Lord. Duncans Sohn, dessen angebohrnes Recht der Tyrann vorenthält, lebt am Englischen Hof, und empfängt von dem frommen Eduard so viele Freundschaft und Ehren-Bezeugungen, daß die Mißgunst des Glüks ihm nichts von seinem hohen Ansehen entwendet zu haben scheint. Dahin ist nun auch Macduff abgegangen, um den König zu bitten, daß er Northumberland und den tapfern Siward zu seinem Beystand weken möchte, damit wir, nächst dem, der über uns seinen allmächtigen Beyfall dazu geben wird, mit ihrer Hülfe unsern Tischen wieder Speise, und unsern Nächten Schlaf geben, mördrische Dolche von unsern Festen und Gastmählern entfernen, einem rechtmäßigen Herrn dienen, und ehrenvolle Belohnungen empfangen mögen. Die Nachricht von allem diesem hat den Tyrannen so erbittert, daß er schleunige Kriegs-Zurüstungen macht.

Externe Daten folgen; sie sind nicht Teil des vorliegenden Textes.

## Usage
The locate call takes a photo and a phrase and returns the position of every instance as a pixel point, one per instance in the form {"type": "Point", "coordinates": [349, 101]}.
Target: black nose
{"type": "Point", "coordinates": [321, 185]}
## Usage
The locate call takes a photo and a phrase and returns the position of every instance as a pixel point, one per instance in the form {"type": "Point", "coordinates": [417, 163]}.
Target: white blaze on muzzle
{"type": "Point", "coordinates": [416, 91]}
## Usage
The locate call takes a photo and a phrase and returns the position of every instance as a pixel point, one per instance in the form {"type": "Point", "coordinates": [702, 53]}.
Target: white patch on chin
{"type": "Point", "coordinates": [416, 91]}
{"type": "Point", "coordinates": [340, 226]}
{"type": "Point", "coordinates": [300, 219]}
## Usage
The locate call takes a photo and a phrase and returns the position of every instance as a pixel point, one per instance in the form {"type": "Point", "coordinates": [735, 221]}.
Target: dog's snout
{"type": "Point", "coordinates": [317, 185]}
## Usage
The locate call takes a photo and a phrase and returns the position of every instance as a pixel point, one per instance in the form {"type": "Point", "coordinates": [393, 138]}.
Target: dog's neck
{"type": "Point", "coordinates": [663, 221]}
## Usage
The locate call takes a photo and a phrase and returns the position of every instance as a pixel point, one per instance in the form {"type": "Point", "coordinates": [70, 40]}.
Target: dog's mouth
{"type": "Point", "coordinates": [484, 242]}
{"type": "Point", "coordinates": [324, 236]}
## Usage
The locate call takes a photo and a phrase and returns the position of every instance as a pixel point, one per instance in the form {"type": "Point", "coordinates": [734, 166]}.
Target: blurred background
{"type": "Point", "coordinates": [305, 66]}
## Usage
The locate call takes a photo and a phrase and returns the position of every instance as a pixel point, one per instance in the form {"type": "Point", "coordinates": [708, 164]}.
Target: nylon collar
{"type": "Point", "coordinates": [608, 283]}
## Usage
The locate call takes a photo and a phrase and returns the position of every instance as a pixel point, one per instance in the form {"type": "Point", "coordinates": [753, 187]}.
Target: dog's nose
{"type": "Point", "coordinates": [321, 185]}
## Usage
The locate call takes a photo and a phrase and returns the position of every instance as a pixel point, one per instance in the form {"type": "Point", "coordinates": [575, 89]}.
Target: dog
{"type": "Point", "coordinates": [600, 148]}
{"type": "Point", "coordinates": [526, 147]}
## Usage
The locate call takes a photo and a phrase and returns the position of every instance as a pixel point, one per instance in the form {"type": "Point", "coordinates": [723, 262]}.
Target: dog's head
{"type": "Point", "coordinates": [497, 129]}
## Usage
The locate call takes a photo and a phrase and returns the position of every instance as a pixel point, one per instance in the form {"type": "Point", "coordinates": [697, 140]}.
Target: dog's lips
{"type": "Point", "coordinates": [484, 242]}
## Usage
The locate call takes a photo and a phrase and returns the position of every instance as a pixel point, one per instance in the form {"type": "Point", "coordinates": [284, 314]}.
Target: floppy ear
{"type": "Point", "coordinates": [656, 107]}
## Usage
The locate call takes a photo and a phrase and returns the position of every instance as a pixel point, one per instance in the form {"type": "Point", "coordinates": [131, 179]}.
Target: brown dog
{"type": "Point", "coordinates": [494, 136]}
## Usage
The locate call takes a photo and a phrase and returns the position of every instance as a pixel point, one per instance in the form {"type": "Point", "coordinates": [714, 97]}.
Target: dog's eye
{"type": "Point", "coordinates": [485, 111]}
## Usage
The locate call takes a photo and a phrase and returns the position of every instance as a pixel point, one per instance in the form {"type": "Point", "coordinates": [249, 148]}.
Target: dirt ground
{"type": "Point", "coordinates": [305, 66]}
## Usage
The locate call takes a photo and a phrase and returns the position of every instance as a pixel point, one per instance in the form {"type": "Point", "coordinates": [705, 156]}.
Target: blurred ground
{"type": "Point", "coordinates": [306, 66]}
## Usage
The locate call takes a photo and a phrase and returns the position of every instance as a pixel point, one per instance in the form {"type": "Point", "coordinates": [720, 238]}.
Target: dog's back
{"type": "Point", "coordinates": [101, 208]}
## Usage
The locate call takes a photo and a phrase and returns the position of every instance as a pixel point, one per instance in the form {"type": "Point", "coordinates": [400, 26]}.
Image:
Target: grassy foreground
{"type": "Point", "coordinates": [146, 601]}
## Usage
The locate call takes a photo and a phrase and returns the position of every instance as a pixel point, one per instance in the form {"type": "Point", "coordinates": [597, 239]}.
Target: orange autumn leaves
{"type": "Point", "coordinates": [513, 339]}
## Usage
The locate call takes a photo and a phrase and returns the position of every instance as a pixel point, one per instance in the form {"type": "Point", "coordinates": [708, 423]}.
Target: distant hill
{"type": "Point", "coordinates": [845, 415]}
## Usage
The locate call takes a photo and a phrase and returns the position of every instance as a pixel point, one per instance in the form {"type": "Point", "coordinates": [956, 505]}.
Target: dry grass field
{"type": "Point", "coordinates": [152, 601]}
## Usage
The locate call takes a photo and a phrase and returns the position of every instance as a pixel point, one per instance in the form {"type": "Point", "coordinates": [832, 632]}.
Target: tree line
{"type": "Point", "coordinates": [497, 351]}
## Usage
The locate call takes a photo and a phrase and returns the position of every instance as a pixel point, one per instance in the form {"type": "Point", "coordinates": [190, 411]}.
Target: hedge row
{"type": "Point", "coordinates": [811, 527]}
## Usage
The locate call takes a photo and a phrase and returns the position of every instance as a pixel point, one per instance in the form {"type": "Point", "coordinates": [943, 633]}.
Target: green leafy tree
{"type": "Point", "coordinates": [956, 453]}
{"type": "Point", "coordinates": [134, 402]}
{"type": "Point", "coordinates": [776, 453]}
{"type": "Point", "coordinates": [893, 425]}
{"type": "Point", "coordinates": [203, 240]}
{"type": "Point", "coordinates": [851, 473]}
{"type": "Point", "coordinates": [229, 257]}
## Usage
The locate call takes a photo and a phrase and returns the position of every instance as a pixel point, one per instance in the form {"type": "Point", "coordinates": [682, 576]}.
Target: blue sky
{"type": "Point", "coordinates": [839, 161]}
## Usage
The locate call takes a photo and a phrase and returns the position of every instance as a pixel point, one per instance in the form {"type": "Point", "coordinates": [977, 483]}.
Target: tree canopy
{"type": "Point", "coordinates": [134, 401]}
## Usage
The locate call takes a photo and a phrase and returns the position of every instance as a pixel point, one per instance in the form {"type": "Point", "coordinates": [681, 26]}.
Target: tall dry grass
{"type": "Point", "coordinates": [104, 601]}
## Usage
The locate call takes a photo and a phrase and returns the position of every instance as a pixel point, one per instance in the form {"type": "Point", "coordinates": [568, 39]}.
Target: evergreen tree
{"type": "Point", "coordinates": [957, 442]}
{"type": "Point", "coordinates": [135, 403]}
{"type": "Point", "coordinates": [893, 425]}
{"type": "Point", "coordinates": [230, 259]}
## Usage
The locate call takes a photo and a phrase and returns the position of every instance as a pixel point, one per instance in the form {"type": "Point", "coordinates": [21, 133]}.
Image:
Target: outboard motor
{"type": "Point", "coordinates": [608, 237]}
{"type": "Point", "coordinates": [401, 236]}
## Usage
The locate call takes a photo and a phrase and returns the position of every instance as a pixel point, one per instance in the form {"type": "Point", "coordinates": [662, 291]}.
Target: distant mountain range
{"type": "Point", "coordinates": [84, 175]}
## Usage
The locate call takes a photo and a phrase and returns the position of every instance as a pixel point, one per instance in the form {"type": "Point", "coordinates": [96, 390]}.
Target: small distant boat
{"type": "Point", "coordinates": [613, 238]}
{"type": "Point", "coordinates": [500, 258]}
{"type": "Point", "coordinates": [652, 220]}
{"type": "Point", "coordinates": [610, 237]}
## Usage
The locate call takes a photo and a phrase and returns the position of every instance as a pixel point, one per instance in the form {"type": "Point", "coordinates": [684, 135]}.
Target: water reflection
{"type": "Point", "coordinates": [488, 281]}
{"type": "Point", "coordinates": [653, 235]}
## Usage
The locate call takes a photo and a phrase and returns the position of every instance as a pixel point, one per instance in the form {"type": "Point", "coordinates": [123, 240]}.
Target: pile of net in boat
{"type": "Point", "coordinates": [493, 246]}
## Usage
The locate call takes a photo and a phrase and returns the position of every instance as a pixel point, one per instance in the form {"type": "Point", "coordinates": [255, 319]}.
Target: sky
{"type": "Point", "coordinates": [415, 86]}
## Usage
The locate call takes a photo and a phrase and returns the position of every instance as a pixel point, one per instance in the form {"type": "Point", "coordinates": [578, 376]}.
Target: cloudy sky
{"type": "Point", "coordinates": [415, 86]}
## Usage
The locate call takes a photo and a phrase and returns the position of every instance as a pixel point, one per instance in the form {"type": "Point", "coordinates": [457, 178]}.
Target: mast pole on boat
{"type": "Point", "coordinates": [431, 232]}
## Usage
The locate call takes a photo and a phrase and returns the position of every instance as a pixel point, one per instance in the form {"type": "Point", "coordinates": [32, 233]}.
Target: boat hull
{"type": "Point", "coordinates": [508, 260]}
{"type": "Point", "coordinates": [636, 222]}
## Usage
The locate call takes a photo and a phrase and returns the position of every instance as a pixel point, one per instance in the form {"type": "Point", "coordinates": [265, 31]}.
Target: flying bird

Lenox. Schikte er nach Macduff?
Lord. Ja, und mit einem unbedingten »Sir, ich nicht«, dreht mir der mißvergnügte Abgeschikte seinen Rüken und murmelt, als wollt' er sagen: ihr werdet euch die Stunde reuen lassen, da ihr mich mit dieser Antwort beladen zurükschiktet.
Lenox. Er mag sich das zu einer Erinnerung dienen lassen, sich so weit zu entfernen, als er immer kan. Irgend ein heiliger Engel fliege nach Englands Hof, und entfalte sein Anbringen eh er kommt; damit schleunige Rettung diesem unserm leidenden Vaterland zu Hülf eile, dem eine verfluchte Hand Verderben droht.
Lord. Ich will ihm mein Gebet nachsenden.